2,935 Hits – 762 Home Runs – .298 Batting Average – 162.8 Wins Above Replacement
Pittsburgh Pirates 1986-1992
San Francisco Giants 1993-2007
12x Silver Slugger Award
2x Batting Title Winner
8x Golden Glove Winner
3x Major League Player of the Year (Sporting News)
3x National League Hank Aaron Award Winner
5th in Slugging Percentage
4th in Wins Above Replacement
6th in On-Base Percentage
4th in Total Bases
1st in Home Runs
6th in Runs Batted In
1st in Walks
3rd in Runs
1st in Intentional Walks
This is a controversial choice, especially as my first inductee. I completely understand why some of you wouldn’t want to include him in their Hall of Fame or in the actual Hall of Fame. The funny thing is that the Baseball Hall of Fame is starting to ease it’s disdain of Bonds. The percentage of voters giving him the thumbs up has been rising steadily. In 2013, his first year on the ballot, he received a disappointing 36.2% of the votes but by 2020, he was up to 60.7%. I guess time does heal all wounds. Unless you bring up Pete Rose, for whatever reason, but we’ll discuss that another time.
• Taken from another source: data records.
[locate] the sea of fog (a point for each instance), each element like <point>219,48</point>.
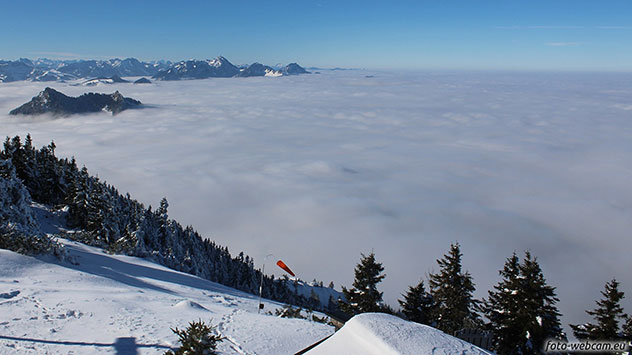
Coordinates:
<point>317,169</point>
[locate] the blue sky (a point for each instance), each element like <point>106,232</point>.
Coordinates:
<point>441,34</point>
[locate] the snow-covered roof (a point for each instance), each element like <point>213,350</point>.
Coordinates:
<point>384,334</point>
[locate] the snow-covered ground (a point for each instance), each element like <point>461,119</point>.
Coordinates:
<point>383,334</point>
<point>316,169</point>
<point>117,304</point>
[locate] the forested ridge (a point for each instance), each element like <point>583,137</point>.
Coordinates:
<point>101,216</point>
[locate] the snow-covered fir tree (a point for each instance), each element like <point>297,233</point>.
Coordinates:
<point>113,221</point>
<point>364,296</point>
<point>607,316</point>
<point>452,290</point>
<point>418,304</point>
<point>521,308</point>
<point>627,329</point>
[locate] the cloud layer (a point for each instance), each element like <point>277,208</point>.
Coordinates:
<point>317,169</point>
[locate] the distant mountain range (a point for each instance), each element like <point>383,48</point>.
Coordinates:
<point>52,101</point>
<point>100,71</point>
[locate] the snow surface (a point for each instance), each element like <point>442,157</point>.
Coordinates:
<point>99,302</point>
<point>319,168</point>
<point>383,334</point>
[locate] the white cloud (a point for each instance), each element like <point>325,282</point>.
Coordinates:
<point>319,168</point>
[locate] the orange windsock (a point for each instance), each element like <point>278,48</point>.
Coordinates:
<point>282,265</point>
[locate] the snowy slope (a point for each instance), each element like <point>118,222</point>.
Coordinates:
<point>383,334</point>
<point>103,304</point>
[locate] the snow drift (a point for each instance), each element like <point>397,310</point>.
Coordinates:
<point>384,334</point>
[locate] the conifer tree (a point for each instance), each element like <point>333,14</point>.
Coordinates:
<point>417,304</point>
<point>539,301</point>
<point>627,329</point>
<point>364,296</point>
<point>521,309</point>
<point>607,314</point>
<point>452,291</point>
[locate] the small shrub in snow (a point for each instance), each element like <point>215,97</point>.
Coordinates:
<point>289,312</point>
<point>197,339</point>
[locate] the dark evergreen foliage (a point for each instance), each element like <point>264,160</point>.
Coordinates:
<point>607,314</point>
<point>452,290</point>
<point>364,296</point>
<point>121,224</point>
<point>521,309</point>
<point>627,329</point>
<point>418,304</point>
<point>197,339</point>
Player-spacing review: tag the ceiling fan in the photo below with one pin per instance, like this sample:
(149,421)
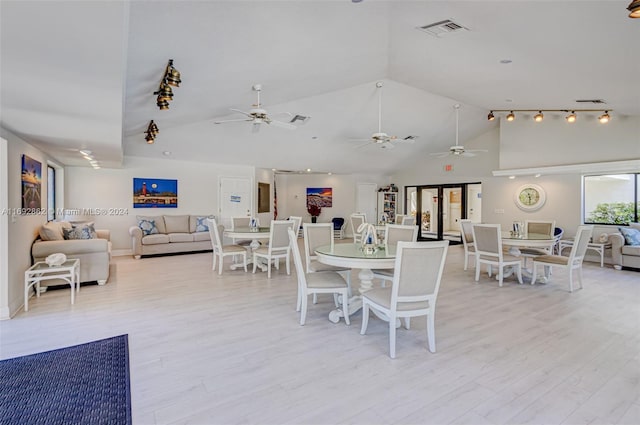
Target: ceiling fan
(458,150)
(382,139)
(257,115)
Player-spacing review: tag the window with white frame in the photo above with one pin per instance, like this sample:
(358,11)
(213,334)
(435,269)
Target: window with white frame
(611,198)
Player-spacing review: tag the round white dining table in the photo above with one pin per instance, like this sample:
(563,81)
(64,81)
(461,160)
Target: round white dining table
(353,256)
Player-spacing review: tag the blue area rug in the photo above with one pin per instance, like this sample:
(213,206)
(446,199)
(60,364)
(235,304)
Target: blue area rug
(83,384)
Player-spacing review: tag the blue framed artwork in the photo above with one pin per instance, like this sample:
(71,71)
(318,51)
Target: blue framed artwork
(155,193)
(31,185)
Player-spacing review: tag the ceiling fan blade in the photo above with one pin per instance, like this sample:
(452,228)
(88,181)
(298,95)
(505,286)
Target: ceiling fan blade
(241,112)
(282,124)
(238,120)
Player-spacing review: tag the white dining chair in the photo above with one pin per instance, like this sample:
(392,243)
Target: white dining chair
(414,291)
(315,235)
(356,220)
(219,250)
(570,263)
(466,232)
(394,233)
(278,247)
(316,283)
(489,251)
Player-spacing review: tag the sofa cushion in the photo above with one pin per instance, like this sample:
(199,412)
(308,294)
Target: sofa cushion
(80,231)
(159,221)
(631,236)
(155,239)
(176,223)
(631,250)
(180,237)
(52,231)
(201,236)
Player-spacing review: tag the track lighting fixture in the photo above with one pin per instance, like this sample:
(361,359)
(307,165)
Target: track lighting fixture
(170,78)
(151,133)
(539,115)
(634,9)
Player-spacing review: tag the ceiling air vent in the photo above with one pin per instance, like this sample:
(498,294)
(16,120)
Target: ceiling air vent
(596,101)
(442,28)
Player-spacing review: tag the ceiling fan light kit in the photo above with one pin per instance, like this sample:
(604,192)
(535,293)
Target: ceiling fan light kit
(571,116)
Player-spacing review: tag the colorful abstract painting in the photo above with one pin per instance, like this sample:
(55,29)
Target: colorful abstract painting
(319,196)
(155,193)
(31,185)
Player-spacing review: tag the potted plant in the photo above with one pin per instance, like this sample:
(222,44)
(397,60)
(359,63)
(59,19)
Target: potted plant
(314,211)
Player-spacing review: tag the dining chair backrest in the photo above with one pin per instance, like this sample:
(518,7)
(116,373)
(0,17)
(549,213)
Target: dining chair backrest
(240,222)
(297,222)
(408,220)
(356,221)
(541,227)
(580,244)
(315,235)
(487,240)
(395,233)
(278,237)
(418,272)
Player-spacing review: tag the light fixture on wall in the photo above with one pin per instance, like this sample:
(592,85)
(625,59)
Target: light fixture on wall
(634,9)
(539,115)
(151,133)
(170,78)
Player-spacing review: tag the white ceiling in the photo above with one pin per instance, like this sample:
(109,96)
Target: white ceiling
(81,75)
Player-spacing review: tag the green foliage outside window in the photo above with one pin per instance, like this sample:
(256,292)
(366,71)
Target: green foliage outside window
(613,213)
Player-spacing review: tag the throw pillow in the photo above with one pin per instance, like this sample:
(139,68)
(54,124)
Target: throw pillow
(147,226)
(85,231)
(631,236)
(201,224)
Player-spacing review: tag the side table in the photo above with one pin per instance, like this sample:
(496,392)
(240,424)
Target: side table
(68,271)
(594,246)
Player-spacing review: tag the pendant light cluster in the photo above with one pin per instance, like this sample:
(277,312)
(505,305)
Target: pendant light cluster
(539,116)
(151,133)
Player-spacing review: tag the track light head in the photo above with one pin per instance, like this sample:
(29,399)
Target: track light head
(538,117)
(634,9)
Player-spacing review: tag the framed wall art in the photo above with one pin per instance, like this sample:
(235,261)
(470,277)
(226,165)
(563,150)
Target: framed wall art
(155,193)
(31,185)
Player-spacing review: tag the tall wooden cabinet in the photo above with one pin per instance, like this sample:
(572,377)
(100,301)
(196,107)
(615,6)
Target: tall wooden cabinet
(387,204)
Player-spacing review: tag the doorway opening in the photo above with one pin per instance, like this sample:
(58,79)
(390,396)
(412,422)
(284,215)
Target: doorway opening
(439,208)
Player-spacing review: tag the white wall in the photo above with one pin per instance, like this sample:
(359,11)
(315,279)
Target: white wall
(22,229)
(292,194)
(113,189)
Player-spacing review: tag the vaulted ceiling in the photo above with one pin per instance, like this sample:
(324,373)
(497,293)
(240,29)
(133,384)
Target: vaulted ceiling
(81,75)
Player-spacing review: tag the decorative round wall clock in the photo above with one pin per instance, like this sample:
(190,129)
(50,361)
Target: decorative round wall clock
(530,197)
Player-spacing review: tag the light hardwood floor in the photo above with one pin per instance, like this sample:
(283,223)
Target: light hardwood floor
(206,349)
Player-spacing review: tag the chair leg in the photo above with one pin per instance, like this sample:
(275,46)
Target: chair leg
(431,332)
(345,307)
(392,337)
(365,318)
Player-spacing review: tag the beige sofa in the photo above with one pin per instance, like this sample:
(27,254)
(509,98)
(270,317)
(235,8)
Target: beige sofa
(94,254)
(173,234)
(624,255)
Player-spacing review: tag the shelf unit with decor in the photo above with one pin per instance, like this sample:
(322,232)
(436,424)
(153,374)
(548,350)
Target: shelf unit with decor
(387,203)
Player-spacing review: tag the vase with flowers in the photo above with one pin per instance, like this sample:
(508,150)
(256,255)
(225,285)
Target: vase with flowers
(314,211)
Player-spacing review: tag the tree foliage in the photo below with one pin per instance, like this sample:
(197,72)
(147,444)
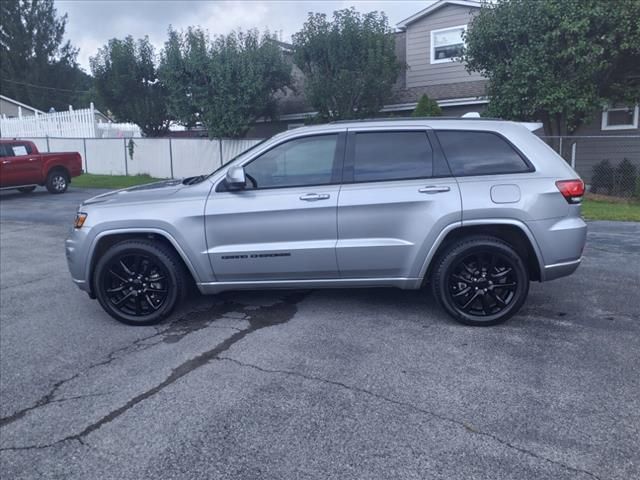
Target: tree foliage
(558,61)
(126,80)
(427,108)
(36,66)
(224,83)
(349,63)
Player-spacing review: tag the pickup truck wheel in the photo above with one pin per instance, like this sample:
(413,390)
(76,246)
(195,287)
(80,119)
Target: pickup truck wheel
(139,282)
(480,281)
(57,181)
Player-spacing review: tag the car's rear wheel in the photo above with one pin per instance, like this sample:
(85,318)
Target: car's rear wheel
(57,181)
(480,281)
(139,282)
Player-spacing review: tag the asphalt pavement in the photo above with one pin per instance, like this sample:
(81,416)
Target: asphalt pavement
(342,384)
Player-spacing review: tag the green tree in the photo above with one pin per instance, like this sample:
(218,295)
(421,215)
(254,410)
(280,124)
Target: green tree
(225,83)
(427,108)
(556,61)
(349,63)
(36,66)
(127,83)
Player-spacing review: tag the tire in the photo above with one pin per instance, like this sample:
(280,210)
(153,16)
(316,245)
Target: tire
(474,298)
(57,181)
(139,282)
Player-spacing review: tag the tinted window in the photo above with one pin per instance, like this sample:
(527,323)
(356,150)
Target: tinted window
(391,156)
(480,153)
(304,161)
(18,149)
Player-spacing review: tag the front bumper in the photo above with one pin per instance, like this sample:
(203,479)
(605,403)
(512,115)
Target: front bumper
(551,272)
(76,251)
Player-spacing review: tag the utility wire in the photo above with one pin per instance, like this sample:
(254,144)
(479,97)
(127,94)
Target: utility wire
(43,87)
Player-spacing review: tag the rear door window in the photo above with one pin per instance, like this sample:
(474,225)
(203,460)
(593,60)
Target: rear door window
(378,156)
(480,153)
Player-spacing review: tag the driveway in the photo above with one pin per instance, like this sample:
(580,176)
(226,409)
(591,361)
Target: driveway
(314,384)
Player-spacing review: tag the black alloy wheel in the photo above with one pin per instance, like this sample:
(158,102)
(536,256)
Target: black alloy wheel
(139,282)
(481,281)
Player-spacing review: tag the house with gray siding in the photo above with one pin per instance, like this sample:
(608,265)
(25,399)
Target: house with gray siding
(429,44)
(431,41)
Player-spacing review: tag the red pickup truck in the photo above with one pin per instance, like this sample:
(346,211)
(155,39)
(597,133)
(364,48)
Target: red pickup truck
(24,168)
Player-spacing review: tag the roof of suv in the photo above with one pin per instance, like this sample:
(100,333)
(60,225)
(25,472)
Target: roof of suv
(457,123)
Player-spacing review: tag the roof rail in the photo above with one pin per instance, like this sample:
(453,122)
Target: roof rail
(391,119)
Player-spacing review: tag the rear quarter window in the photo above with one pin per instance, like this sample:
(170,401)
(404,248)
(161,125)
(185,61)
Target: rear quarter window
(19,149)
(480,153)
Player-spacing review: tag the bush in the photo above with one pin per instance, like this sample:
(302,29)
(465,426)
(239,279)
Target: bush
(603,178)
(427,108)
(625,178)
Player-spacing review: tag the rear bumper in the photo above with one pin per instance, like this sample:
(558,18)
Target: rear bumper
(557,270)
(561,242)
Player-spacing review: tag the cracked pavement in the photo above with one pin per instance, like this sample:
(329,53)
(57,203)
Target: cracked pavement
(314,384)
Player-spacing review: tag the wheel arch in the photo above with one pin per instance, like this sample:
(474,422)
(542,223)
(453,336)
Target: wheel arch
(513,232)
(107,239)
(57,167)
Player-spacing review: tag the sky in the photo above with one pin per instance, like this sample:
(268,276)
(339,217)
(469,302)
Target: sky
(91,23)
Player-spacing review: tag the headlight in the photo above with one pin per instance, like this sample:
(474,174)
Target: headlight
(80,219)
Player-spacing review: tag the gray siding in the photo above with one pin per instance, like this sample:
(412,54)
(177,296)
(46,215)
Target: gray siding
(420,70)
(594,145)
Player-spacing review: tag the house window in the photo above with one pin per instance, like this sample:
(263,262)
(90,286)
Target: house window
(620,118)
(446,44)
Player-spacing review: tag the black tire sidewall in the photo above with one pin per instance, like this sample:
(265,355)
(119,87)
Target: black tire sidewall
(176,282)
(463,249)
(51,176)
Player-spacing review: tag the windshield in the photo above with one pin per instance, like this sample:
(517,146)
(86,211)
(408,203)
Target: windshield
(236,157)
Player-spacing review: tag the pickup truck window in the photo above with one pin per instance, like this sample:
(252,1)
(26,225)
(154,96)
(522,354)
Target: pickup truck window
(19,150)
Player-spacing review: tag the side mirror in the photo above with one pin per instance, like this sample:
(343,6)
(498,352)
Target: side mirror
(235,178)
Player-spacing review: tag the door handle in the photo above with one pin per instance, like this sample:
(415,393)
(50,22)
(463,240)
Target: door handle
(312,197)
(434,189)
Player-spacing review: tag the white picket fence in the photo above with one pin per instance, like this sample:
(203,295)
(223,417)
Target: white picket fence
(157,157)
(70,124)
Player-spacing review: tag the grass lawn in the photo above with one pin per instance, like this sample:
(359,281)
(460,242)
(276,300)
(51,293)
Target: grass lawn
(602,210)
(113,182)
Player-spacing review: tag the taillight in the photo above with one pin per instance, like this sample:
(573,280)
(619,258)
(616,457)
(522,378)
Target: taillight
(571,190)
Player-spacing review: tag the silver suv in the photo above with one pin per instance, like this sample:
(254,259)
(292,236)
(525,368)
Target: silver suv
(476,208)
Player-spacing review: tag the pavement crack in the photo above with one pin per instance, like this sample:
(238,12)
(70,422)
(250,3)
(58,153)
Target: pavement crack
(258,318)
(43,401)
(466,425)
(175,331)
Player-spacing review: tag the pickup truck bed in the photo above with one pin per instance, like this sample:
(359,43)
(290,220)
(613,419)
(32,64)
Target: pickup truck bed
(23,167)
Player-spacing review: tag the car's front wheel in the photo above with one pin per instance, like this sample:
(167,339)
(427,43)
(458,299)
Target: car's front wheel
(139,282)
(480,281)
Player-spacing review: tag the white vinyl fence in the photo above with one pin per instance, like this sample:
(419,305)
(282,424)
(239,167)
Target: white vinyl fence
(157,157)
(69,124)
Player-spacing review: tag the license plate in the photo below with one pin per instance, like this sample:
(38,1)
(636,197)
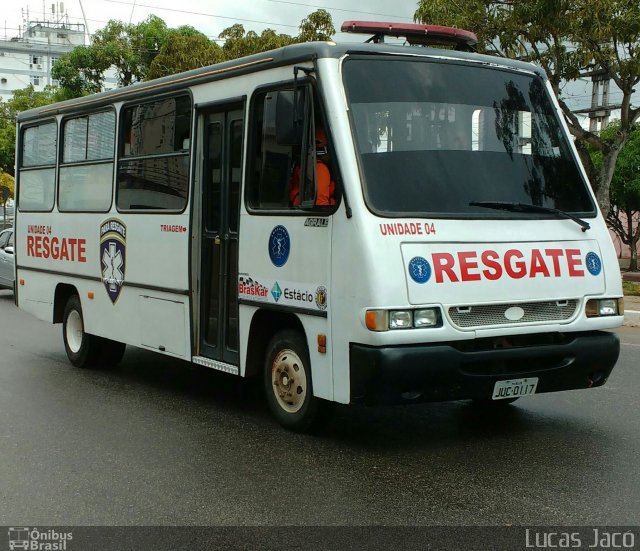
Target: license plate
(514,388)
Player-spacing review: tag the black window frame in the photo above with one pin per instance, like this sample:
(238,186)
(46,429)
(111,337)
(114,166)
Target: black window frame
(20,168)
(120,157)
(318,111)
(62,164)
(489,214)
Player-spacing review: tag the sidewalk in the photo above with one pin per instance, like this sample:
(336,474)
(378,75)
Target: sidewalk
(632,311)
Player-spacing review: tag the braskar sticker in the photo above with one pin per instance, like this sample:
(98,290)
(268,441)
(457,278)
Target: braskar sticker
(317,222)
(113,245)
(251,289)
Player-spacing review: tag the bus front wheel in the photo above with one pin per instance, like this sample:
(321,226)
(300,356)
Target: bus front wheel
(288,385)
(81,347)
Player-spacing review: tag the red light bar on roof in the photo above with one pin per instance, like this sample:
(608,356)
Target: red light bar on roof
(424,35)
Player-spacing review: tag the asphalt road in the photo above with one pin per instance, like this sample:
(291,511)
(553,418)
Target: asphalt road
(157,442)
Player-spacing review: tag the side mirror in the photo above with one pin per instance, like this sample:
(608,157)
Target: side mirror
(289,117)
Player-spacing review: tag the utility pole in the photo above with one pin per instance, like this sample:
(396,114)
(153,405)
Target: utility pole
(600,109)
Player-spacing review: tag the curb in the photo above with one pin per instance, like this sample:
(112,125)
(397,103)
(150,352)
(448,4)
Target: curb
(632,318)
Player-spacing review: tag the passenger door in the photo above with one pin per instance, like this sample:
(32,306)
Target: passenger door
(6,259)
(222,168)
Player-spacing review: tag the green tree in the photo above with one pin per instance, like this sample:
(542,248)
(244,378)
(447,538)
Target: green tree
(128,48)
(239,43)
(569,39)
(624,216)
(22,100)
(184,50)
(318,26)
(151,50)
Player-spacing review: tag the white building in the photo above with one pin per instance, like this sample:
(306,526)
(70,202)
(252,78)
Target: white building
(29,57)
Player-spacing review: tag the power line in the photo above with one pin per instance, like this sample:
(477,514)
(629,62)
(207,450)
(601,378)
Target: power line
(337,9)
(203,14)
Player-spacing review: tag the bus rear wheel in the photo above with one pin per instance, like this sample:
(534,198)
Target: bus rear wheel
(81,348)
(288,385)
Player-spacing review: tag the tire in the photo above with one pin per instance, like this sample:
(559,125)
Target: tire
(82,348)
(288,385)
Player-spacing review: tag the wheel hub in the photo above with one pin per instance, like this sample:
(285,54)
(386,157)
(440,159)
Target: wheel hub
(289,381)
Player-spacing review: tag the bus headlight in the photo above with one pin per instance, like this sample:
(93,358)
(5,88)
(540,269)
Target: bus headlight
(604,307)
(400,319)
(385,320)
(427,317)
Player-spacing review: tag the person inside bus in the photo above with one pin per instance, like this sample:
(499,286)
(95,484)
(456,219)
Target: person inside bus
(325,186)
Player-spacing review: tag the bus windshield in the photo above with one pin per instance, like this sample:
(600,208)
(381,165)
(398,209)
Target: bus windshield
(435,137)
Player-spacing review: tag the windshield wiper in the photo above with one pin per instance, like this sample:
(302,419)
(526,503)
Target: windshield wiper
(524,207)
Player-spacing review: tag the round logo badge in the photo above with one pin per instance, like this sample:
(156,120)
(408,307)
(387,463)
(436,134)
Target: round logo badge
(279,246)
(594,264)
(419,269)
(321,297)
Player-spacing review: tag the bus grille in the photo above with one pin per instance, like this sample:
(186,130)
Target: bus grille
(482,315)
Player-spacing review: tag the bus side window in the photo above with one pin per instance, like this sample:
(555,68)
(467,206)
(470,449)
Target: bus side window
(275,155)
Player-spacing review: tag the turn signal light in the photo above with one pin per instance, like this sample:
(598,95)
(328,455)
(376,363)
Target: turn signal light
(604,307)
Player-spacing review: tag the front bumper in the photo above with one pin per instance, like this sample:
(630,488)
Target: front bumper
(460,370)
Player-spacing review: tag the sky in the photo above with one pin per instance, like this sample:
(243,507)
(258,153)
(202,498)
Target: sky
(210,16)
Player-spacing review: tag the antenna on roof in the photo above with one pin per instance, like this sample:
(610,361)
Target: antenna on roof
(415,34)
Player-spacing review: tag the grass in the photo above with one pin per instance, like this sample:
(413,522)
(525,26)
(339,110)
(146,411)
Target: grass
(631,289)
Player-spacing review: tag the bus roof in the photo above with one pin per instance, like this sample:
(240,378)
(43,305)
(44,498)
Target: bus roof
(296,53)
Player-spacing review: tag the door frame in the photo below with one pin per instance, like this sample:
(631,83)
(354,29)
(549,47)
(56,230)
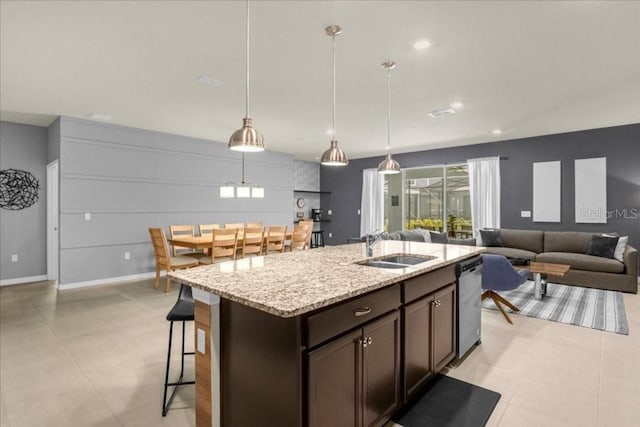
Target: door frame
(53,220)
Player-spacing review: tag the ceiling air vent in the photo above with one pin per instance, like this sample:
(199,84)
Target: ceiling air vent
(440,113)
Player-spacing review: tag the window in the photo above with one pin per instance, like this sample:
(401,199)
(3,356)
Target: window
(433,198)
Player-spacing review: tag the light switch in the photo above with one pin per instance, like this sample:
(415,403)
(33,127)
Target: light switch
(200,345)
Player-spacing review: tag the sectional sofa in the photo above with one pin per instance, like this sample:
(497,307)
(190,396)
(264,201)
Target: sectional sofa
(560,247)
(570,247)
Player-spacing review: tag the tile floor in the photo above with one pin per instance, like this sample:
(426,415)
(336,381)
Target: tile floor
(95,357)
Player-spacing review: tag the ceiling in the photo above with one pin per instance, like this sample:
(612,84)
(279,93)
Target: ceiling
(527,68)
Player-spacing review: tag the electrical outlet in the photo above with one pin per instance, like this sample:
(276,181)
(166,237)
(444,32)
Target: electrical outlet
(200,344)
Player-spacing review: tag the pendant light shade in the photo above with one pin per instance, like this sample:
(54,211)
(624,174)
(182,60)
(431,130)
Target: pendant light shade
(246,139)
(389,166)
(334,156)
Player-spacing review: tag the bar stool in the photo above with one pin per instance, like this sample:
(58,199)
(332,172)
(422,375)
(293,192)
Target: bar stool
(317,239)
(182,311)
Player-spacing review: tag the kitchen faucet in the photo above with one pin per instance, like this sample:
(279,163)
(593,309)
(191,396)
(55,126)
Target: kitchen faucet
(371,240)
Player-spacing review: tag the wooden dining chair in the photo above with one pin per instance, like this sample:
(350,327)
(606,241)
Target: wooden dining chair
(205,229)
(182,231)
(238,225)
(164,260)
(276,236)
(253,240)
(309,224)
(223,245)
(298,237)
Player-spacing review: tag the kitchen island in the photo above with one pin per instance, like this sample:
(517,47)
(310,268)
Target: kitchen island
(315,338)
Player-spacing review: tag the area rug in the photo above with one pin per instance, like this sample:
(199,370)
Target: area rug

Bonds did steroids. I’m not going to argue that he didn’t do steroids or that it was ok because “everyone was doing it,” but his numbers were Hall of Fame worthy before his head grew three sizes. His home run numbers were pretty spectacular his entire career. He had the obvious jump during his record-breaking 73 HR season, but he was hitting in the 40s before and after that season. If you look at the stats, that’s the only real anomaly outside of his ridiculous walk numbers but those are so high because everyone was afraid to pitch to him.
Barry Bonds needs to be forgiven and he deserves to be in the Hall of Fame. That’s why I chose him as the inaugural member of The Hard Part’s Baseball Hall of Fame. Congratulations, Barry.
Fun fact: Barry Bonds is the cousin of Reggie Jackson. Yes, that Reggie Jackson.